- Sire: Redoute's Choice
- Grandsire: Danehill
- Dam: Condescendance
- Damsire: El Gran Senor
- Sex: Colt
- Foaled: 24 August 2003
- Country: Australia
- Colour: Bay
- Breeder: Milburn Creek Thoroughbred Stud
- Owner: P Silvestro
- Trainer: Tim Martin
- Record: 9: 4-2-0
- Earnings: $616,200

Major wins
- New Zealand Derby (2007)

= Redoute's Dancer =

Australian-bred Thoroughbred racehorse

Redoute's Dancer (foaled 24 August 2003) is a Thoroughbred racehorse who won the New Zealand Derby in 2007.

Having competed in Sydney throughout the early part of his three-year-old season, the connections of the son of Redoute's Choice decided to chase a Group 1 win for the colt and high prize money in New Zealand.

He had one start in New Zealand before the Derby in the Championship Stakes on the same course, a race which has been won by the last two Derby winners. He won the race easily before impressively beating the best New Zealand had to offer in the 2007 Derby.
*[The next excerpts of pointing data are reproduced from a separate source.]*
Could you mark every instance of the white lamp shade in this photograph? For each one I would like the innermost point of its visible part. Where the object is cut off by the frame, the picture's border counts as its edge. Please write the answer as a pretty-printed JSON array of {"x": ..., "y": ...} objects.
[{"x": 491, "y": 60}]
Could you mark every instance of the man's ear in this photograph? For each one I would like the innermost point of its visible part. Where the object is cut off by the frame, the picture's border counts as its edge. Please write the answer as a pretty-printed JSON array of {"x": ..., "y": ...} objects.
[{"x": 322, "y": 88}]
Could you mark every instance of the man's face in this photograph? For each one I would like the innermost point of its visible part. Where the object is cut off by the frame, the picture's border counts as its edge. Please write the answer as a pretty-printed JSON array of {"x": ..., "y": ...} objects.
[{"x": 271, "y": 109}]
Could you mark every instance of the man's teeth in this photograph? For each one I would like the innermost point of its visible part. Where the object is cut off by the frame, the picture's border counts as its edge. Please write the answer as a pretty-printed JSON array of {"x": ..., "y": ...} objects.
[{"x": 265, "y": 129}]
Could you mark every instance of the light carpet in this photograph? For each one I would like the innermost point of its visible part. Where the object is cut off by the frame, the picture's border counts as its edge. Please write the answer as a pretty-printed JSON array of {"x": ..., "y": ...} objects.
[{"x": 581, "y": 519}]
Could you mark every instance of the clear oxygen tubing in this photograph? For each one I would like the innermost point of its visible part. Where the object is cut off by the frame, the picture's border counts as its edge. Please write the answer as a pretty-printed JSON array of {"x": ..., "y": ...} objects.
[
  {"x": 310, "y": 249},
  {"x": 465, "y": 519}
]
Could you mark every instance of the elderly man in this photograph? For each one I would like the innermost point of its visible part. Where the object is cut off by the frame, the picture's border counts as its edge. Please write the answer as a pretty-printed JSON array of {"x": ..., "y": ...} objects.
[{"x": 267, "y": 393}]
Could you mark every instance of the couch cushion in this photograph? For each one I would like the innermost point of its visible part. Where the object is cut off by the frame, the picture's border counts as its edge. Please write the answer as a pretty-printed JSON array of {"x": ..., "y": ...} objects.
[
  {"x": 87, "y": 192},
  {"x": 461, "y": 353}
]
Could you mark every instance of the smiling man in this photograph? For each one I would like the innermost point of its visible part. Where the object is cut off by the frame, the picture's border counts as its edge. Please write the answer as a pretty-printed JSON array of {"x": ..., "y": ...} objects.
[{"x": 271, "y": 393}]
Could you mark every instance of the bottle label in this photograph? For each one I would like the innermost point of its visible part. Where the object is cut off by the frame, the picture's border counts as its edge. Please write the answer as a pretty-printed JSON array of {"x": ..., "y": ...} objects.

The horse had only two starts after his New Zealand Derby win, running a creditable sixth in the Rosehill Guineas before failing on a wet track in the AJC Derby.

Redoute's Dancer was retired to stud at Touchstone Farm in Western Australia. A number of leading studs in the Hunter Valley were looking to stand him but prominent Western Australian businessman Paul Silvestro who owns Redoute's Dancer wanted him to stand in Western Australia.